Prime Minister Stephen Harper announced some new measures this week, that would aim to track foreign home ownership in Canada. “Canadians [are] struggling to find a home,” says Harper, and he points the finger at non-resident foreign buyers. He says that they are the reason that Canadians are finding house prices beyond their budgets. The real-estate issue in Vancouver is a touchy one for some, with many blaming Asian foreigners for the lack of affordable options in home property spaces in the area. Housing costs are so high, that the average cost of a detached house in Vancouver is now around $2 million. The cost of housing is painfully disconnected from the local labour market.
The property spaces being desired by foreigners however, are those that are too costly for many local residents to ever be able to afford. According to one prominent B.C. Real estate company, mainland Chinese buyers in 2014 accounted for 70 percent of the firm's transactions of high-end homes which had a cost of over $3 million. The data shows a decline in correlation with the price of the property space. For homes that cost between $1 million - $3 million, the Chinese buyers only accounted for 21 per cent of the transactions. For the homes under $1 million, it was reduced to 11 percent. Are the foreign buyers entirely to blame for the high costs of housing in Vancouver? Not exactly.

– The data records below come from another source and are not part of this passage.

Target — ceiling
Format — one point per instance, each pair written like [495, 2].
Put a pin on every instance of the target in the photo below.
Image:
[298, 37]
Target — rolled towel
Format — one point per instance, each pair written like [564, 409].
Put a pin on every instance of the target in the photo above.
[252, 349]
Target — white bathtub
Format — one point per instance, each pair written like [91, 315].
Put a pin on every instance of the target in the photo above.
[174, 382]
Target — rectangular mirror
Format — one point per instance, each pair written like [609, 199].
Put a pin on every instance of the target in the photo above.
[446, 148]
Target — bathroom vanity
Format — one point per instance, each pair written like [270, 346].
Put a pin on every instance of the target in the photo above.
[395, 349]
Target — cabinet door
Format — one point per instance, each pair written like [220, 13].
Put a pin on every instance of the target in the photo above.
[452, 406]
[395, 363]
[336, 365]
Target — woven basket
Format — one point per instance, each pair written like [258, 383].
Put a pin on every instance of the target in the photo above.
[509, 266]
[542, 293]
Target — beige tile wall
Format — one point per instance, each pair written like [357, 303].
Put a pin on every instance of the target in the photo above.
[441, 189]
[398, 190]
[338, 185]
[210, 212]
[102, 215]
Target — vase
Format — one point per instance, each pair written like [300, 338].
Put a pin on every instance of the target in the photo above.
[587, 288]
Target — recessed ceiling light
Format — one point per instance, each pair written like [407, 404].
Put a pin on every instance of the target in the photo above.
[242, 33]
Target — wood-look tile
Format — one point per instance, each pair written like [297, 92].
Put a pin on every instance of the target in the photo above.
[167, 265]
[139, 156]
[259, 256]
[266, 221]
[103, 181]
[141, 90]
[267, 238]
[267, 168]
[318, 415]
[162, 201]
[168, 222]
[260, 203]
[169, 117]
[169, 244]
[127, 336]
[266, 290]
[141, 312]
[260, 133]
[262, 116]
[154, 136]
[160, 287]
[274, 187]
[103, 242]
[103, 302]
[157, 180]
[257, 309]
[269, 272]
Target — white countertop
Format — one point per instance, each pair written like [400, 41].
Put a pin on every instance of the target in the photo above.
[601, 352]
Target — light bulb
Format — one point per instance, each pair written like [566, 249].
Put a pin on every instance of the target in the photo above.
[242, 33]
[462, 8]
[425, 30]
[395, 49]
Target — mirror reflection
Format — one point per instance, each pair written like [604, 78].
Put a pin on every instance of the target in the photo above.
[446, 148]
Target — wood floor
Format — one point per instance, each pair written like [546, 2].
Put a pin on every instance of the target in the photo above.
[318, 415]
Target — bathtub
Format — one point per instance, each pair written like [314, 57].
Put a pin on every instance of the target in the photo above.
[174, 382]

There are some financial experts who would argue that the Canadian real-estate market, not just Vancouver, is grossly overvalued and ready to pop. According to the Organization for Economic Co-Operation and Development (OECD) and Deutsche Bank Global Markets Research, the Canadian real estate bubble is currently one of the most overvalued real estate bubbles in the world. Also, as Canadians continue to lose purchasing power of their currency every year, there's no surprise that the cost of housing will continue to go up so long as the current self-destructive monetary policy is continued. The Economist has also ventured to estimate that Canada's housing prices are overvalued by roughly 35 percent, and this point was reiterated by the Bank of Canada governor himself who also pressed that he thought the market to be at least 30 percent overvalued. Despite the bubble, the real-estate market in Vancouver continues to do well; thanks to foreign buyers.
Even short sellers in the US are betting on real estate values in Canada to crash, the same ones who profited when the U.S. housing market collapsed back in 2008. They think that Canadians hold too much mortgage debt and that Canadian banks will lose money on unpaid loans when those prices fall. Earlier this year it was announced that household debt to disposable income was at 163.3% at the end of the last quarter.

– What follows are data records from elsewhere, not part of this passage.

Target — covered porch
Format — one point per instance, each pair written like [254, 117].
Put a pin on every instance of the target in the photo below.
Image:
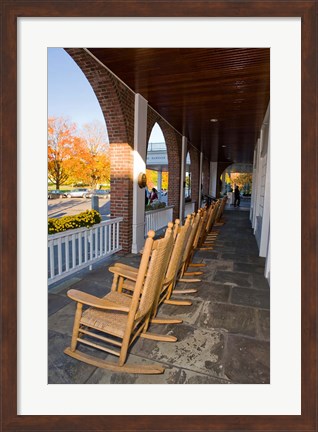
[224, 336]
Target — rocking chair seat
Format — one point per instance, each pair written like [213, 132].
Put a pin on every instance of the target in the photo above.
[114, 322]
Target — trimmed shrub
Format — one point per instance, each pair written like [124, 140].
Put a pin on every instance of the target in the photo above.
[155, 206]
[85, 219]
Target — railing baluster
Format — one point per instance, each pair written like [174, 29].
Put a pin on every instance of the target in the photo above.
[67, 253]
[80, 249]
[117, 235]
[73, 251]
[52, 271]
[59, 255]
[65, 256]
[109, 228]
[101, 252]
[96, 242]
[86, 245]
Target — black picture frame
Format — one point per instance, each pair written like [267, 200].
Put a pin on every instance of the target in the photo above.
[11, 11]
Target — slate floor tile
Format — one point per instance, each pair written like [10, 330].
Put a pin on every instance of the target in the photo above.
[56, 302]
[251, 297]
[197, 349]
[247, 360]
[229, 318]
[264, 324]
[235, 279]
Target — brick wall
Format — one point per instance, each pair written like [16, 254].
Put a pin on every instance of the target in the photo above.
[173, 142]
[195, 171]
[206, 175]
[117, 103]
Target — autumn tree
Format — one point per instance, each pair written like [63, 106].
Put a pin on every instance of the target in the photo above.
[60, 145]
[97, 153]
[77, 156]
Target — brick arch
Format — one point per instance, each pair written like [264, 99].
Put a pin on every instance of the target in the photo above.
[195, 171]
[173, 144]
[108, 92]
[206, 175]
[117, 104]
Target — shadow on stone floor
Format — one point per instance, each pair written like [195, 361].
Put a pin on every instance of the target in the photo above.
[224, 337]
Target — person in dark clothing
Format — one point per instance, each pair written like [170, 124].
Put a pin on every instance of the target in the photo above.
[153, 195]
[237, 197]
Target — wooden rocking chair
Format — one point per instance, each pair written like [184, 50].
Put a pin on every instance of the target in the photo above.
[125, 276]
[113, 322]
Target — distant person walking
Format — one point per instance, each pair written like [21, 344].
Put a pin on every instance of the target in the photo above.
[153, 195]
[146, 196]
[237, 197]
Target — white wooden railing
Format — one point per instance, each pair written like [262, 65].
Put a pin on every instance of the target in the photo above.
[189, 208]
[157, 219]
[72, 250]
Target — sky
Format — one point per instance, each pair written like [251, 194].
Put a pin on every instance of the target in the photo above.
[70, 94]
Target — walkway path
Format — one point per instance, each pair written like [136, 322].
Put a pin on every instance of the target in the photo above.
[224, 337]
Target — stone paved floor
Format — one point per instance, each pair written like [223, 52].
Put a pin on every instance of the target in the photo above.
[224, 337]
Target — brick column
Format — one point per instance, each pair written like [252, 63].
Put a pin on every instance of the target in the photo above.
[121, 181]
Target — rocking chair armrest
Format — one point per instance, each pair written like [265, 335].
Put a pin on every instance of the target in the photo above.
[125, 267]
[93, 301]
[124, 273]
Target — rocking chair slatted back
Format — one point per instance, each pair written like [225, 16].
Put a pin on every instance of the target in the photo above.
[155, 274]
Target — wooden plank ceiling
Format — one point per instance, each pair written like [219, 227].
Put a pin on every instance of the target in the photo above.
[189, 87]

Harper says that his government is committed to begin tracking foreign ownership in the residential market. “A re-elected Conservative government will commit to collecting comprehensive data on the foreign non-resident purchase of Canadian real estate,” said Harper. Although he declined to offer any specifics on how he might go about tracking those transactions. One study effort by the Crown Corporation Canada Mortgage and Housing Corp has been tracking the sale of new condos in the Vancouver and Toronto area, and they found that less than 2.5 percent of the market was foreign owned. Most Canadian homeowners with a mortgage currently, will still be paying it off well into their late 50s. Manulife polled over 2,000 Canadian homeowners in all provinces, and they found that Canadians are carrying an average of $190,000 in mortgage debt, with an average of $217,300 in British Columbia.
Lowering interest rates only adds fuel to the bubble, and the Bank of Canada just lowered their rates in July of this year. Lowering the interest expands the credit and will result in more mortgages and more debt for Canadians. Some are estimating that we could see a correction in the Canadian real estate market this year.